Dopo quasi otto anni, una commissione guidata dal giudice V.K. Agrawal ha finalmente stabilito la verità in merito agli eventi di Sarkeguda dove, nel giugno 2012, vennero assassinati 17 adivasi (cioè gli aborigeni dell’India), di cui sette bambini. Un tragico evento ufficialmente presentato come uno scontro con la guerriglia maoista. Quel mattino i paramilitari (le CRPF) avevano circondato gli abitanti del villaggio riuniti per la festa tradizionale di Beej Pondum aprendo quindi il fuoco. Successivamente si erano scatenati infierendo ulteriormente sulle persone ferite rimaste a terra.
Sarkeguda si trova nel distretto di Bijapur (Stato di Chhattisgarh), un’area ricca di risorse naturali che attirano sfruttatori nazionali ed esteri. In particolare da parecchi anni vi sono state aperte molte miniere costringendo migliaia di persone a trasformarsi in profughi interni. Non a caso la regione è diventata uno dei principali bastioni della resistenza naxalita (maoista) e il governo vi ha insediato polizia e soldati in grande quantità.

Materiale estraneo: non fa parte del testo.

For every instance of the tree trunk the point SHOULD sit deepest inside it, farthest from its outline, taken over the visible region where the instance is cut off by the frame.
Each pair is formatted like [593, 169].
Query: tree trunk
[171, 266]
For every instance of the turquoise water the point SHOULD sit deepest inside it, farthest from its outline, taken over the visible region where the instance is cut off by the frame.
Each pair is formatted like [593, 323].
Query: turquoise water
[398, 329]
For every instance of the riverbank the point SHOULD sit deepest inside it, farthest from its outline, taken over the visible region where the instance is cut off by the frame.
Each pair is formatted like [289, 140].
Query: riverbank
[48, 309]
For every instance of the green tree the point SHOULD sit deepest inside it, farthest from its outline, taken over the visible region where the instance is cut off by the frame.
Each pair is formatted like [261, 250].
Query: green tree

Il prezzo, come era evidente, lo stanno pagando soprattutto le popolazioni indigene. Almeno un migliaio gli adivasi uccisi in quanto presunti maoisti. In realtà nella stragrande maggioranza dei casi si tratta di esecuzioni extragiudiziali nei confronti di civili inermi e disarmati.
Anche diversi esponenti di organizzazioni che difendono i diritti umani, così come alcuni giornalisti che avevano denunciato gli abusi delle forze di sicurezza, sono stati duramente colpiti dalla repressione.
La commissione del giudice Agrawal ha finalmente stabilito che gli abitanti di Sarkeguda si erano riuniti in un prato aperto vicino al loro villaggio e non – come invece sostenevano polizia e paramilitari – nel folto della foresta. Ha inoltre stabilito che i colpi di armi da fuoco provenivano tutti dalle forze della polizia paramilitare della Riserva Centrale (CRPF) e dalla polizia locale. Quanto ai sei poliziotti colpiti, erano rimasti vittime di “fuoco amico”, ossia dei tiri dissennati dei loro esaltati colleghi. E nessuno degli adivasi rimasti uccisi avrebbe avuto, secondo la commissione, rapporti con i naxaliti.